As CTO of Web18, Varun Singh was responsible for building the engineering and product management teams at the company. While managing In.com, a portal that was growing rapidly, Singh noticed that his database administrators were constantly battling with making changes to the backend software to handle challenges that cropped up from this quick growth. “I thought if we could device a plug-and-play method to crack this challenge, there was potential to build a startup in the space,” says Singh. In early 2009, ScaleArc was born. Singh adds, “It is obviously very exciting to go out and build something that you have not seen in the market. Additionally, you can build an organisation that has your DNA in it. These are the two reasons that prompted me to startup.”
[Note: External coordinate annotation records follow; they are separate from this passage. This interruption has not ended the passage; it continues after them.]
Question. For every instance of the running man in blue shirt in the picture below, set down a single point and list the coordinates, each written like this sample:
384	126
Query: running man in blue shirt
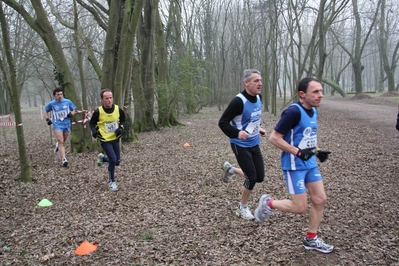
295	134
241	122
62	111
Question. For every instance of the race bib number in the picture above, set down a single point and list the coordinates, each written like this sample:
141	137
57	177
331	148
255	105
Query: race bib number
252	127
309	140
61	114
111	127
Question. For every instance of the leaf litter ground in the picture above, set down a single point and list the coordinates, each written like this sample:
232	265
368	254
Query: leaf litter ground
173	209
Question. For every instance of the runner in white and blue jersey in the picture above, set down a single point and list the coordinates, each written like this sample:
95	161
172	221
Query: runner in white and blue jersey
62	111
241	122
296	135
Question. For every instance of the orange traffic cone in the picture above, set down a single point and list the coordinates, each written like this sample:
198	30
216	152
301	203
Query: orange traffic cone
85	248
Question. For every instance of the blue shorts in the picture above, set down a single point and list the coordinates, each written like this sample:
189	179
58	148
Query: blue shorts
296	180
63	128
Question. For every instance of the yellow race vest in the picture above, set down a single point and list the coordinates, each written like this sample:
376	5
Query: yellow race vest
108	123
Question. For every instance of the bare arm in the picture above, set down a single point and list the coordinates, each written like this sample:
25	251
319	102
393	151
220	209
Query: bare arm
277	140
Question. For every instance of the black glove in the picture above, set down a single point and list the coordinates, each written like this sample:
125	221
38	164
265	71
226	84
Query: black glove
322	155
305	154
118	131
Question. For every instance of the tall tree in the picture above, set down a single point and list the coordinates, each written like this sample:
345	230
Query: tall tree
384	41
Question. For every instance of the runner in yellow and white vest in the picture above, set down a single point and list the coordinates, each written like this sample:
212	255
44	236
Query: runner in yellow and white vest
106	124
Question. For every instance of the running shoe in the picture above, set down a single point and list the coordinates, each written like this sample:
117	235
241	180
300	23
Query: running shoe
100	159
263	208
112	186
317	244
226	175
244	213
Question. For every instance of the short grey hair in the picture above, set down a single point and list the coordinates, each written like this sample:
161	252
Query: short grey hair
246	75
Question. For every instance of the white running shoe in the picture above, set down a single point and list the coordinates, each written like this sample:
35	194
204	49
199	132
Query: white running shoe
112	186
263	208
317	244
226	175
244	213
56	148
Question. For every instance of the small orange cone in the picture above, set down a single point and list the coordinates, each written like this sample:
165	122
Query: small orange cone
85	248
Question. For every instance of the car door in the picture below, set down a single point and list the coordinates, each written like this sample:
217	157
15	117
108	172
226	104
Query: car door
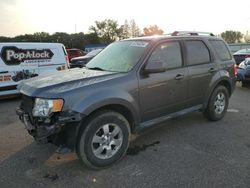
201	69
163	92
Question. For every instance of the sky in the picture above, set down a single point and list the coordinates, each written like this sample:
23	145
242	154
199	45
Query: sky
29	16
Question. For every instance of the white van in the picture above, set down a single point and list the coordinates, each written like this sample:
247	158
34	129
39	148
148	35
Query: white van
21	61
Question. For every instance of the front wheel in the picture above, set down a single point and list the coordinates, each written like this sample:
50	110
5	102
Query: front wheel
218	103
105	139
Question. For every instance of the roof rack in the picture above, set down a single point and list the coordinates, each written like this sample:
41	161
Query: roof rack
192	33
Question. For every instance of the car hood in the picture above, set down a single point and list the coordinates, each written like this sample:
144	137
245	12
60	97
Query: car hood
64	81
81	57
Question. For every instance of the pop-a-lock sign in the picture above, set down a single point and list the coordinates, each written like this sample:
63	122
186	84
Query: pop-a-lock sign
12	55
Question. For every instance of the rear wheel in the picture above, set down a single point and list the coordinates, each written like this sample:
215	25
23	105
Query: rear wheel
218	103
105	139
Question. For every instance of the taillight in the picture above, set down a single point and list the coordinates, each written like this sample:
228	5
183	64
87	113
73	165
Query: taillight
235	70
67	60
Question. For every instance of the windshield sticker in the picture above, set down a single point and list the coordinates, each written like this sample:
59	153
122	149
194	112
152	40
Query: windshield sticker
12	55
140	44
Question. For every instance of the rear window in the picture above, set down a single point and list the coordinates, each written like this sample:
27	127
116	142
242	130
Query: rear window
197	52
221	50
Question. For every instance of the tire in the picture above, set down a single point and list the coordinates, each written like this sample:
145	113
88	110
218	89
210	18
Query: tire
244	83
104	141
217	104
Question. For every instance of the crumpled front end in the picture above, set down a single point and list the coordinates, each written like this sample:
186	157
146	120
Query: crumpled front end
58	128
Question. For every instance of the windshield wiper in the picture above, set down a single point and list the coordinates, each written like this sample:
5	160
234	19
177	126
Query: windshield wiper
95	68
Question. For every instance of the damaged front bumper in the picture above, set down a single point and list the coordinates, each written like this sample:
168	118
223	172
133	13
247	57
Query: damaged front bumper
59	131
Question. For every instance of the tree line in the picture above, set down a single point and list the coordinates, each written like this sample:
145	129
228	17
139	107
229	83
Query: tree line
106	32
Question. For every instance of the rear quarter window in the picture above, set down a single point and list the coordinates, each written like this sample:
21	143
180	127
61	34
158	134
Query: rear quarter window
197	52
221	50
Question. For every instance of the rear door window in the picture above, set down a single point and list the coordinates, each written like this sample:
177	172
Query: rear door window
197	52
169	53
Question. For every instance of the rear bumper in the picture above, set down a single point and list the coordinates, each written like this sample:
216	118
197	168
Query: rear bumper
63	131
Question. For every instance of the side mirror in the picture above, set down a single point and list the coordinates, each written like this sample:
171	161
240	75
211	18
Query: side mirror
155	66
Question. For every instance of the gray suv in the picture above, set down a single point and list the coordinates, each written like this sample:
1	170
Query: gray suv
129	86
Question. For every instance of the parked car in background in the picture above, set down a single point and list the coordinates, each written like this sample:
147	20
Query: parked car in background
83	60
243	71
241	55
74	52
238	46
21	61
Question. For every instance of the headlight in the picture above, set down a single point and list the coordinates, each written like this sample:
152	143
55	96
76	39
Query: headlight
44	107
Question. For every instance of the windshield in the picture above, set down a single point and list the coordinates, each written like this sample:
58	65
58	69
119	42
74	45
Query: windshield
94	52
119	56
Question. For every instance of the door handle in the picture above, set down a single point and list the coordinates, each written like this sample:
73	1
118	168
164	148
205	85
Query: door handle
211	70
179	76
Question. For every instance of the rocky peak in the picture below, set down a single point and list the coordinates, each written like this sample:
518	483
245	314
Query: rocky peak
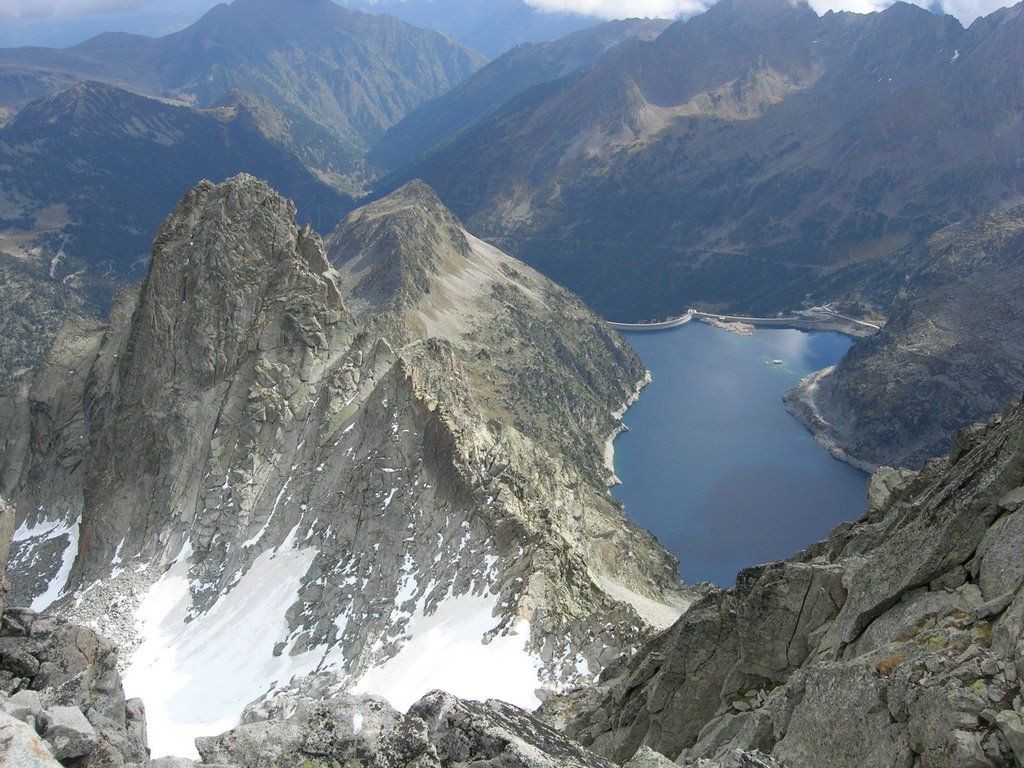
389	252
235	455
897	641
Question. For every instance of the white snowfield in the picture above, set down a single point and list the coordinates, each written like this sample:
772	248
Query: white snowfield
196	678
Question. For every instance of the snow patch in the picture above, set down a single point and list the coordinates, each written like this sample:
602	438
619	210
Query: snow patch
46	531
445	650
196	677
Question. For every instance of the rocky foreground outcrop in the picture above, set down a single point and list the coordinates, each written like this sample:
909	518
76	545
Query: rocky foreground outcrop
897	641
315	467
948	355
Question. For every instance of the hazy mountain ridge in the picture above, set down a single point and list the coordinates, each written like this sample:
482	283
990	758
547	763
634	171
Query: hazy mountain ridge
349	73
740	156
89	173
896	641
500	81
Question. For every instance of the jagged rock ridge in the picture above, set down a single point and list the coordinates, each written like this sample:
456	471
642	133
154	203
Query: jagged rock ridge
252	448
897	641
949	354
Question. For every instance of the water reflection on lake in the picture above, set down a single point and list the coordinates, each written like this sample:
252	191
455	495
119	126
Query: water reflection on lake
714	465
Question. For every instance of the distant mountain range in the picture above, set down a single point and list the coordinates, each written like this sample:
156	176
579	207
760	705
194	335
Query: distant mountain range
744	156
347	74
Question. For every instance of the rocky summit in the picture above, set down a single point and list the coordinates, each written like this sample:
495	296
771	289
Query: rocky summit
897	641
374	466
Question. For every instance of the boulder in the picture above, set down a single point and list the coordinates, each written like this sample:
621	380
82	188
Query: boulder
25	706
69	732
20	747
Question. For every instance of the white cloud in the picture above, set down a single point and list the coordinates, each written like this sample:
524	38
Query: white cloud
965	10
28	10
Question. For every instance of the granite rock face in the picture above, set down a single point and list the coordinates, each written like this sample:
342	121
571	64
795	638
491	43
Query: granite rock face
948	355
897	641
61	681
438	730
403	420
Singh and his co-founder, Uday Swant, hired two developers as soon as they quit their jobs and got it running. The company raised seed funding from Nexus Venture Partners and set out to build its proof of concept. “Thanks to our experience and network, we could also convince fairly sophisticated technical individuals to work with us as part-timers,” says Singh about ScaleArc’s ability to attract senior technical people. He believes that somehow startups have to be lean without compromising on product quality. Today, ScaleArc’s product, iDB, helps companies scale up in a much more productive fashion, with respect to man-hours spent by database administrators. iDB currently supports MySQL and SQL, and Singh’s next focus area is to build out the product to support Oracle, which is the most widely used database.
All roles in one
Singh explains that one of biggest differences between being a senior professional at a larger company and running a startup lies in the area of execution. He says, “In your startup, you have to do everything – be it buying toilet paper for your office or designing your visiting cards. Nothing can be taken for granted.” For Singh and several other senior professionals-turned-entrepreneurs, this is something they relearn as they begin their entrepreneurial journey.
However, at Web18, Singh was the founding CTO and he did have to build his team from scratch. The idea for his startup came about while solving a problem at In.com. He admits that there are several things that he learnt at Web18 that is directly of use today. “At a direct level, my understanding of various technical, database-related issues is something I picked up at Web18. It gave me the experience of ramping up an engineering team.”
At a macro level, Singh is excited about the macro opportunity in the market he operates in. “Our product is useful to anyone who deals with scalability issues with databases,” he says. Today, ScaleArc’s product is already used at Yatra.com, IndiaGames and several other companies in the U.S. In late 2011, the company raised its second round in institutional funding to the tune of US $5.33 million from Trinity Ventures and first-round investor Nexus Venture Partners. The company also hired Justin Barney, a technology industry veteran who previously worked with Citrix and Juniper Networks in Silicon Valley, as its president and COO.
Singh’s immediate focus is on launching the full-blown iDB product to support Oracle databases and fine-tune the feature set based on initial feedback. From a fund-raising standpoint, he is confident that revenue growth coupled with its current cash will keep the company going till the middle of next year. Singh confidently concludes: “We are looking at growing at about 45 per cent every quarter and touching a US $3 million run rate next fiscal.”
Previous Avatar: Founding CTO, Web18
Current Avatar: Co-founder, ScaleArc
Why he took to entrepreneurship?
The most exciting aspect about building an entrepreneurial venture is that you can build the organisation to your liking. In my case, it is also exciting to build something that does not exist in the market currently.
Professional vs. Entrepreneur:
As an entrepreneur, nothing is handed to you on a platter – from keeping your office clean to buying toilet paper for your bathroom, you are responsible for each and everything.
Lessons from the past:
A lot of the learning has been on the engineering side. I got the idea for ScaleArc from a big problem we identified at Web18. Additionally, as founding CTO of Web18, I did build the engineering and product teams from scratch. This experience will be extremely handy as I go about building ScaleArc.